Puis ce fut le tour de Frédéric Tiberghien, ex-conseiller technique auprès du ministre des Affaires sociales (entre 1982 et 1986) et ex-président de VédiorBis, qui s'est prononcé pour le "portage des droits salariaux" pour mettre fin aux discriminations en créant d'autres normes sociales à côté du CDI.

Couverture sociale

Concrètement, il s'agirait d'une couverture maladie, avec une même caisse de Sécurité sociale, qui suivrait l'actif sur l'ensemble de son parcours professionnel et le ferait bénéficier d'indemnités maladie, de congé maternité ou d'adoption et de garanties en matière de décès (1).

Côté syndical, l'idée fait aussi son chemin. La CGT milite pour un nouveau statut du travail salarié visant à sécuriser les parcours professionnels, en termes de rémunération, de retraite, de protection sociale, quels que soient les aléas de sa carrière (chômage...).

Evolution de la réglementation

La CFDT ne dit pas autre chose en se prononçant pour une évolution de la réglementation, assurant une protection sociale équivalente à celle du salarié. Quant à la CFTC, la logique est aussi sur les rails.

Reste à convaincre le gouvernement. Ce sera peut-être chose faite en juin 2003. C'est, en effet, à cette date que le Conseil économique et social devra remettre au Premier ministre un rapport sur la revalorisation du travail. Son rapporteur, Bernard Viviers, vice-président de la CFTC, s'est promis de se pencher sur ces formes de travail atypiques. Il devrait plancher, notamment, sur les rapports Boissonnat et Supiot. Réponse dans six mois.

(1) Pour aller plus loin, voir Entreprise & Carrières n°631/632.

L'essentiel

1 Temps partagé, portage salarial, intermittents... Si ces formes d'emploi se développent, l'insécurité juridique reste totale. Au titre des mauvais points : la protection sociale, la formation et la retraite complémentaire.

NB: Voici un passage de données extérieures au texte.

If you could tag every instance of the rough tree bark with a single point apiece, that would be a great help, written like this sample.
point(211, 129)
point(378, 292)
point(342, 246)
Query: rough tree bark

2 Plusieurs organisations, chercheurs, économistes, juristes, syndicats réfléchissent sur le sujet. La question de fond touche, évidemment, la pertinence du Code du travail et la reconnaissance de ces salariés d'un autre type. Ils militent pour la création de normes sociales à côté du CDI.

3 Le Conseil économique et social réfléchit actuellement à ces nouvelles formes d'activité à travers un rapport sur la valorisation du travail, commandité par le Premier ministre.